Hide Forgot
Description of problem: Hi, A systemtap module which records file system IO pattern(distribution of read,write, read seek, write seek and R/W throughput) has caused several times of kernel panics on our computing cluster. Version-Release number of selected component (if applicable): systemtap-1.6-7.el5_8.x86_64 systemtap-runtime-1.6-7.el5_8.x86_64 How reproducible: 30 kernel panics / 20000+ successful runs 30 nodes/ 900 nodes Steps to Reproduce: 1. run the script with a cron job which finds unprobed jobs on the computing node every 15 mins. 2. 3. Actual results: some computing nodes crashed Expected results: Additional info: The script was compiled with command "stap -r "2.6.18-348.3.1.el5" -DMAXMAPENTRIES=10240 client.stp -m iopattern.ko " and run by command "staprun -o myoutput.raw -x pid iopattern.ko" Unfortunately the client node has not configured crashdump, the last screen output is also attached. An normal output of the script is also attached.

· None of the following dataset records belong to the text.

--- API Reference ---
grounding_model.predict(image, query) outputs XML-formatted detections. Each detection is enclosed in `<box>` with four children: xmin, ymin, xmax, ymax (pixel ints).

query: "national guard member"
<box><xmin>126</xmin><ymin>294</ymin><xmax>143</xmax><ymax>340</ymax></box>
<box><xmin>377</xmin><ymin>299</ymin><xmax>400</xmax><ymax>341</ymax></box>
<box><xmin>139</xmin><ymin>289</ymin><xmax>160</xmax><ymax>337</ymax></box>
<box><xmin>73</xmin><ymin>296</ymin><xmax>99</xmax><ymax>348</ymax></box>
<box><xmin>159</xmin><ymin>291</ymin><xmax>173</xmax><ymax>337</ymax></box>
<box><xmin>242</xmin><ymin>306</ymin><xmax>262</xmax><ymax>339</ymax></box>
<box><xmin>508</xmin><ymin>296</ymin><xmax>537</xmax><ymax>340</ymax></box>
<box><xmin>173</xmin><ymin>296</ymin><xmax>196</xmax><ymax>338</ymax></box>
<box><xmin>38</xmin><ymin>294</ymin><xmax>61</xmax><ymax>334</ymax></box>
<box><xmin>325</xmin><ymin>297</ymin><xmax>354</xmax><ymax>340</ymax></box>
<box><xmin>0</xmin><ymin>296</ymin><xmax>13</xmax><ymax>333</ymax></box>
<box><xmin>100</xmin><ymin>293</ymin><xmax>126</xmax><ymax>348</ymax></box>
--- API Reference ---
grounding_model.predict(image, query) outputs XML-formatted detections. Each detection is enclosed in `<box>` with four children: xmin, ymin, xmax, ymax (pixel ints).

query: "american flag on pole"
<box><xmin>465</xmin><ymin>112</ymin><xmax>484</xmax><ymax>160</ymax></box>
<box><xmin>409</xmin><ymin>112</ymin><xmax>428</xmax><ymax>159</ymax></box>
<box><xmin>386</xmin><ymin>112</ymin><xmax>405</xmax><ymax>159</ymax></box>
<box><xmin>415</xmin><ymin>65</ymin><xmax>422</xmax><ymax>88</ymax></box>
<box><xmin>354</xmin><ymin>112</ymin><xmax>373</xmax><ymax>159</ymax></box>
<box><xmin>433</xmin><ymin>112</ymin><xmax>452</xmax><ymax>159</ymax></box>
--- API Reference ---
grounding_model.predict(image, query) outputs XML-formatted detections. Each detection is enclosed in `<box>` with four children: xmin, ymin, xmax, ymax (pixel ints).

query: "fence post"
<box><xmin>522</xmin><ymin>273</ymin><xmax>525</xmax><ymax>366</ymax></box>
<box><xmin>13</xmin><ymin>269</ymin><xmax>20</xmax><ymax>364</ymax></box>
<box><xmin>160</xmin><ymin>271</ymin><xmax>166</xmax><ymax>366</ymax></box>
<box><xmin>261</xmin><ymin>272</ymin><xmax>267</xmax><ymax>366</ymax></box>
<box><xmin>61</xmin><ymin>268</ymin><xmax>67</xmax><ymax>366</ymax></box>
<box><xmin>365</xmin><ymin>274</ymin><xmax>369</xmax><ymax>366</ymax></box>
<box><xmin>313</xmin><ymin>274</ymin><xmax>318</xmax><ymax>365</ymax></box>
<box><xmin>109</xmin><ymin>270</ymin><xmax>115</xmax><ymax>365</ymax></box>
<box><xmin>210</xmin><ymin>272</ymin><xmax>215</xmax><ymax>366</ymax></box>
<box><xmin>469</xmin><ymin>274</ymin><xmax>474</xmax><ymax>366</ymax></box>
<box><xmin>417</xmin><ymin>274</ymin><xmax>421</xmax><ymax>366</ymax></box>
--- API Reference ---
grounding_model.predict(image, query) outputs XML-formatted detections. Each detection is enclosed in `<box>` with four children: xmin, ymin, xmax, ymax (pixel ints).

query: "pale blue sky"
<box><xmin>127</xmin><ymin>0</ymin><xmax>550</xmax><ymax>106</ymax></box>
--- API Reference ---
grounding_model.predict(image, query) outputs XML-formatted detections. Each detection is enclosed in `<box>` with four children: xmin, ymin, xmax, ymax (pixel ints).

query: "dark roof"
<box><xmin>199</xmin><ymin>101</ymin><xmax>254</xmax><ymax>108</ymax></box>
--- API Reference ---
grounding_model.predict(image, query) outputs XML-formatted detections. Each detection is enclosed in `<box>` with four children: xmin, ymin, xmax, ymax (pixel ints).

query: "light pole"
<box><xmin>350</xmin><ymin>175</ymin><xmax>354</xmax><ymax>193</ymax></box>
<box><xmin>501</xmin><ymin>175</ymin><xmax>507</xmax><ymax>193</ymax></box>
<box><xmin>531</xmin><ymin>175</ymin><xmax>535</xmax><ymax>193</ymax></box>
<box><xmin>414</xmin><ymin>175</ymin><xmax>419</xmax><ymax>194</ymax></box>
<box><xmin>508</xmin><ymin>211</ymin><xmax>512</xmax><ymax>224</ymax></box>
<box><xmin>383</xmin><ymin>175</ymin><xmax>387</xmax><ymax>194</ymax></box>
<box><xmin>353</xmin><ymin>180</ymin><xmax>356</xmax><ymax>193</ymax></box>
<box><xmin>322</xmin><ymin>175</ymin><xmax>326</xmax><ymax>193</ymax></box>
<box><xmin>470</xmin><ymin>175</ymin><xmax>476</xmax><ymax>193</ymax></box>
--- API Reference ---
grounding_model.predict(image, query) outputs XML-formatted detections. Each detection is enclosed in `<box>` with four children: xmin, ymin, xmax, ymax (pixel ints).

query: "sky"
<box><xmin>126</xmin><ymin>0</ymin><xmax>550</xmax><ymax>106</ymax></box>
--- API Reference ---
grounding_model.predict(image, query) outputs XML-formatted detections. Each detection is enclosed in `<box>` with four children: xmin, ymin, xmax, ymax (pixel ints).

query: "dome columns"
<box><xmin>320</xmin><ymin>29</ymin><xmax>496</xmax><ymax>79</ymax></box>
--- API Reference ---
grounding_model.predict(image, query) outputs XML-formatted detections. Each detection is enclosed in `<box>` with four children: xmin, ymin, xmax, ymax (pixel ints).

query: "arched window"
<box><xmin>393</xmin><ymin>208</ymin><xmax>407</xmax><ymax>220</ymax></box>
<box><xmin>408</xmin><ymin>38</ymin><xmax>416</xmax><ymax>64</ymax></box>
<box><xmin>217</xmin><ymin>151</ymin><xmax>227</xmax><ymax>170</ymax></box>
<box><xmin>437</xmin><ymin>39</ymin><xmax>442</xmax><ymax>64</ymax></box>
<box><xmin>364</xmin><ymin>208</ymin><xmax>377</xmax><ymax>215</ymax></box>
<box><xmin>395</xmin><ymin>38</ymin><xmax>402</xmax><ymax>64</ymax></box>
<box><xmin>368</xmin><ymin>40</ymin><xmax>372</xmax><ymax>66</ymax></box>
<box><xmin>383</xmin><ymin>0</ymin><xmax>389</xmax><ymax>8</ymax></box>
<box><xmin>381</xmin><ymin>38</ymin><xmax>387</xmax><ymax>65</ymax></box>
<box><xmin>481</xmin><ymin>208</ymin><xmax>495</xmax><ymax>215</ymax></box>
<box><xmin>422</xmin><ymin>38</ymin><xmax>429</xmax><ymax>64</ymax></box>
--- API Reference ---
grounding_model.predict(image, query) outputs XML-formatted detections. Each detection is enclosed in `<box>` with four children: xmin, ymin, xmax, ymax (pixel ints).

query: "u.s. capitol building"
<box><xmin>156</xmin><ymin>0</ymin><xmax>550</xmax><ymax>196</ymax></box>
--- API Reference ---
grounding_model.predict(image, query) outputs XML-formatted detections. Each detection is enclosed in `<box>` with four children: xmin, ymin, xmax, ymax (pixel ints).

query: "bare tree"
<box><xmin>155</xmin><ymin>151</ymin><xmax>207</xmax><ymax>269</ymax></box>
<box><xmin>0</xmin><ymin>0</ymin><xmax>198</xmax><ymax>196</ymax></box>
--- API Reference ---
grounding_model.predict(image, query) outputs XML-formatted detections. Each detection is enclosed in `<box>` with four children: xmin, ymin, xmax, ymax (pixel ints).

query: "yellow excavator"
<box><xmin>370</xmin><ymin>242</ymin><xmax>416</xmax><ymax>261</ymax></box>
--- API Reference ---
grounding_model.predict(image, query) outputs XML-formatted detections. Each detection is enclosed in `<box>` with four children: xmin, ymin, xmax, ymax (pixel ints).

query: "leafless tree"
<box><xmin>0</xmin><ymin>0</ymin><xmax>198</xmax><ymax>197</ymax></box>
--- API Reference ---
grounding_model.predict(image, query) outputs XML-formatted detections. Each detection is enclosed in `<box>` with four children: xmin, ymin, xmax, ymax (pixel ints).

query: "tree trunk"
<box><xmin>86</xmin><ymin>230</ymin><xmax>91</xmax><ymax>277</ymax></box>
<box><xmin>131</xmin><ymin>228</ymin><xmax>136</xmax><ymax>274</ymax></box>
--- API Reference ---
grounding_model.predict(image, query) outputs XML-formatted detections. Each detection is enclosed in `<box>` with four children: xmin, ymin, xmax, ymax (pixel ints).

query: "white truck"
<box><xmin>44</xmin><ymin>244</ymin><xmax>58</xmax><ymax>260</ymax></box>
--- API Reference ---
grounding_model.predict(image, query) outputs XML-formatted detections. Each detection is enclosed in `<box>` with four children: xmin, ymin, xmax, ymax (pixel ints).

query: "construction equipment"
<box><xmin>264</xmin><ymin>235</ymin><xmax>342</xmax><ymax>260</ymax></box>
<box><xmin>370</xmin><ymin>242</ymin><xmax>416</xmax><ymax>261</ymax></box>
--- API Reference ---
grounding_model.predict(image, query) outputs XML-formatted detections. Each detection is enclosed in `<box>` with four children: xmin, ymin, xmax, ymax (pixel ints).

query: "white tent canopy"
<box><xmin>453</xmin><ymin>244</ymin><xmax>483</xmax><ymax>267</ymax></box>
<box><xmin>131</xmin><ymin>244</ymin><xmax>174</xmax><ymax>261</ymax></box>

Please attach the last-screen-output and other basic content if able, plus the output of "stap-report". Depending on the details, it may suggest a problem in systemtap, or the kernel. Please note that a slightly newer version 1.8 of systemtap was included in a later verion of RHEL5, and a newer one yet in the Developer Toolset package. Plus one can build a version out of upstream/git which will work on RHEL5.
Please note that without more information, we will be unable to diagnose the problem further. If this problem still occurs, please supply data as per comment #1.